Ringkasan Berita
- Anggota Komisi I DPR, Syamsu Rizal alias Deng Ical, menegaskan bahwa negara tidak boleh abai terhadap tindak kekerasa…
- "Kekerasan terhadap jurnalis adalah bentuk nyata pelanggaran kebebasan pers.
- Para pelaku, siapa pun dia, wajib diproses hukum secara adil dan transparan," kata Deng Ical, Jumat (22/8).
Topikseru.com – Kasus kekerasan jurnalis saat liputan sidak Kementerian Lingkungan Hidup di Serang, Banten, memantik sorotan tajam DPR RI.
Anggota Komisi I DPR, Syamsu Rizal alias Deng Ical, menegaskan bahwa negara tidak boleh abai terhadap tindak kekerasan yang merusak kebebasan pers.
“Kekerasan terhadap jurnalis adalah bentuk nyata pelanggaran kebebasan pers.

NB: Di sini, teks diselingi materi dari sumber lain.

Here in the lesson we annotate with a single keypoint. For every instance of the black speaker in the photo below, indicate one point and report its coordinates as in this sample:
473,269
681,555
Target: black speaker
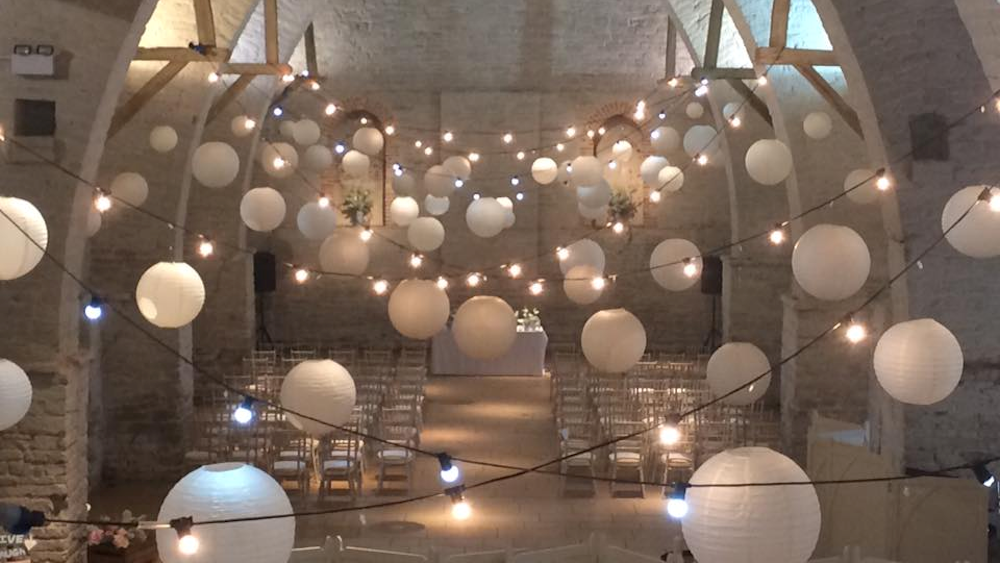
711,275
264,272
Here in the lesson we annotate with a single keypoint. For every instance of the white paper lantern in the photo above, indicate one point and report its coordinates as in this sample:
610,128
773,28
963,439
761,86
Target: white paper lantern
831,262
426,234
215,164
130,188
221,492
163,138
319,389
18,254
817,125
587,171
769,162
344,252
436,205
732,367
978,234
751,524
485,217
356,164
613,340
262,209
368,140
439,181
579,284
485,327
315,221
918,362
170,294
544,170
15,394
403,210
866,191
419,309
668,267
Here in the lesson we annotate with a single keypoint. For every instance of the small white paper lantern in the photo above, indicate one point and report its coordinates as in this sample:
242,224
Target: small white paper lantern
356,164
163,138
403,210
262,209
544,170
579,284
436,205
751,524
419,309
426,234
220,492
817,125
668,267
613,340
831,262
368,140
320,389
18,254
170,294
732,367
130,188
215,164
344,252
439,181
15,394
485,327
918,362
485,217
587,171
866,191
315,221
978,234
769,162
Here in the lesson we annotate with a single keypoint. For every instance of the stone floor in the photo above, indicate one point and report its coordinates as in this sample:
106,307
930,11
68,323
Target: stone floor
502,419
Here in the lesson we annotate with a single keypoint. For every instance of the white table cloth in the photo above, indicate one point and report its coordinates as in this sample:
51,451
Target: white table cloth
525,357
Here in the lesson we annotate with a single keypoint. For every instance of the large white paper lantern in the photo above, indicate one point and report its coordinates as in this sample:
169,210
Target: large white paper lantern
226,491
918,362
579,284
613,340
485,217
130,188
769,161
215,164
978,233
15,394
778,524
262,209
419,309
426,234
319,389
18,254
544,170
587,171
368,140
583,251
315,221
831,262
668,267
403,210
170,294
163,138
485,327
732,367
344,252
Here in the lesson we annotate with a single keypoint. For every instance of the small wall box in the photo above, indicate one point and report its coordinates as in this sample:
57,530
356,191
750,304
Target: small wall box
33,60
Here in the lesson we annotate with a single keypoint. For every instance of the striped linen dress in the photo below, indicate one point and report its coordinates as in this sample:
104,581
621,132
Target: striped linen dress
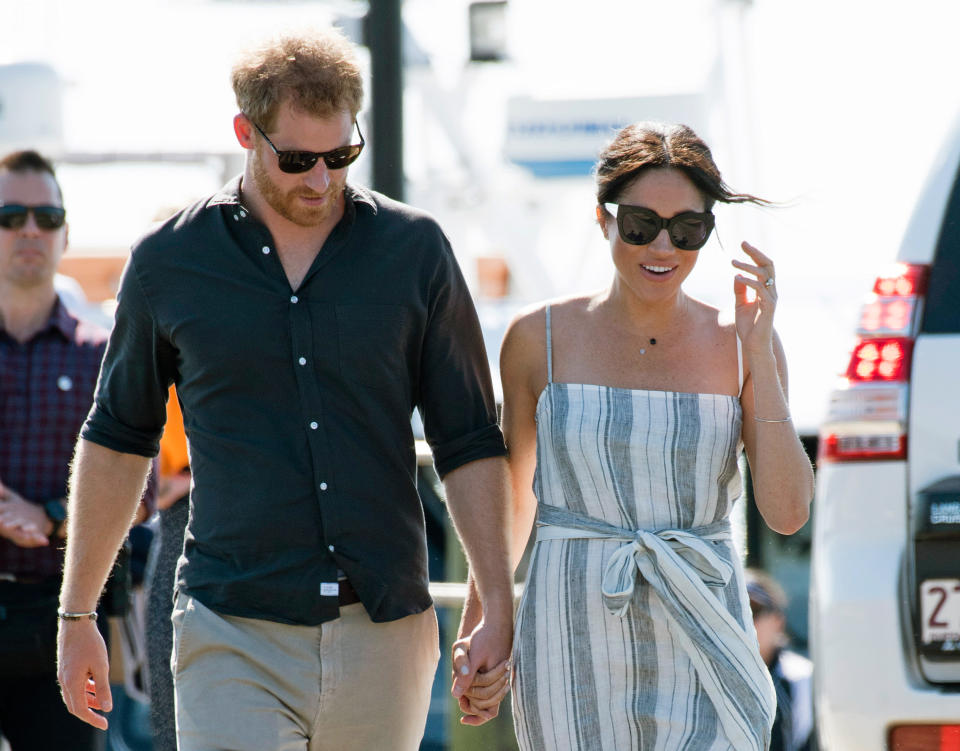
634,631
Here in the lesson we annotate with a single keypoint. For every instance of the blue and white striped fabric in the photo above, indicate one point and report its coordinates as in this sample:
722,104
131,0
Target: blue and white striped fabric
634,631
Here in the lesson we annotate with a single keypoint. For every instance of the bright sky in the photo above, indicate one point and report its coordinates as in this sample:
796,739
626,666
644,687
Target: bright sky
837,106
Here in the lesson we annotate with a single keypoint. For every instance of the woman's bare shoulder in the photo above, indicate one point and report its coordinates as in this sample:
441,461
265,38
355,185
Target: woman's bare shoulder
529,323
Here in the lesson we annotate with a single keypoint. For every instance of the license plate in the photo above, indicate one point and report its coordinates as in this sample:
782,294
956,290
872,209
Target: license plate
940,614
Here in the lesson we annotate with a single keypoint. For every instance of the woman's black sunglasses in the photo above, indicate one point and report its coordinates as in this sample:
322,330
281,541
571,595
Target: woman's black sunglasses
688,230
294,162
14,216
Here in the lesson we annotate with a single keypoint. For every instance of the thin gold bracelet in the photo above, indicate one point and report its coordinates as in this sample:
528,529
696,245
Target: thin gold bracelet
65,616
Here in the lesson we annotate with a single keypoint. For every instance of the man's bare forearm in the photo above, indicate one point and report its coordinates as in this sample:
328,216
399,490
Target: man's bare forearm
477,496
105,488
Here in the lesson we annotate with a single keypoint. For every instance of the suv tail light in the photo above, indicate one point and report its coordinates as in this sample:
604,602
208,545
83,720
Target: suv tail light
925,738
867,418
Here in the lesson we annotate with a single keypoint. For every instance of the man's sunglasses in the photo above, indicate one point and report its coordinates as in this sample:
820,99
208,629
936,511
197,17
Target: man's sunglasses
689,230
294,162
14,216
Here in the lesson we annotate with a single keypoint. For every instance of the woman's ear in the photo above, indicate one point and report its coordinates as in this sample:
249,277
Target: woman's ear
602,221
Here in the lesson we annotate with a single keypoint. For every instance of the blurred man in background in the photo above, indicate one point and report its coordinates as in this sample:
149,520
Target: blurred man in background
49,362
791,672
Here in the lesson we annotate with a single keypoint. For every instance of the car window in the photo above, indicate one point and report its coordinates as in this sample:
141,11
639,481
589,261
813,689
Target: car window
942,310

Negara harus hadir memberikan perlindungan. Para pelaku, siapa pun dia, wajib diproses hukum secara adil dan transparan,” kata Deng Ical, Jumat (22/8).
Desakan Hukum Tanpa Pandang Bulu
Deng Ical menekankan bahwa apabila benar ada keterlibatan anggota Brimob dalam pengeroyokan, maka aparat penegak hukum harus mengambil langkah tegas.
“Oknum Brimob yang terbukti melakukan pengeroyokan harus dihukum berat. Jangan ada kesan pembiaran, karena hal ini mencoreng nama institusi dan menimbulkan ketakutan bagi pers,” ujarnya.
Dia menambahkan, kebebasan pers adalah pilar demokrasi. Karena itu, segala bentuk intimidasi terhadap wartawan sama saja dengan ancaman terhadap demokrasi itu sendiri.
Kasus Masih Diselidiki
Polda Banten telah memeriksa dua anggota Brimob berinisial TG dan TR yang diduga terlibat dalam insiden di PT Genesis Regeneration Smelting (GRS), Kabupaten Serang.
“Pemeriksaan masih berjalan, dan hasilnya akan kami sampaikan secara resmi setelah proses selesai,” ujar Kabid Humas Polda Banten.
Sementara itu, Kapolres Serang, AKBP Condro Sasongko, mengungkapkan bahwa insiden bermula saat tim KLH kembali ke pabrik GRS untuk menindaklanjuti dugaan pencemaran lingkungan. Penolakan dari pihak perusahaan memicu bentrokan.
“Ada empat orang humas KLH dan satu rekan media yang diduga dikeroyok oleh petugas keamanan dan beberapa karyawan,” jelasnya.
DPR dan Dewan Pers Diminta Kawal Kasus
Deng Ical meminta Dewan Pers, organisasi wartawan, hingga lembaga HAM turut mengawal proses hukum.
“Kami di Komisi I DPR RI akan memantau kasus ini. Aparat jangan main-main, penegakan hukum harus tegas dan terbuka,” tegasnya.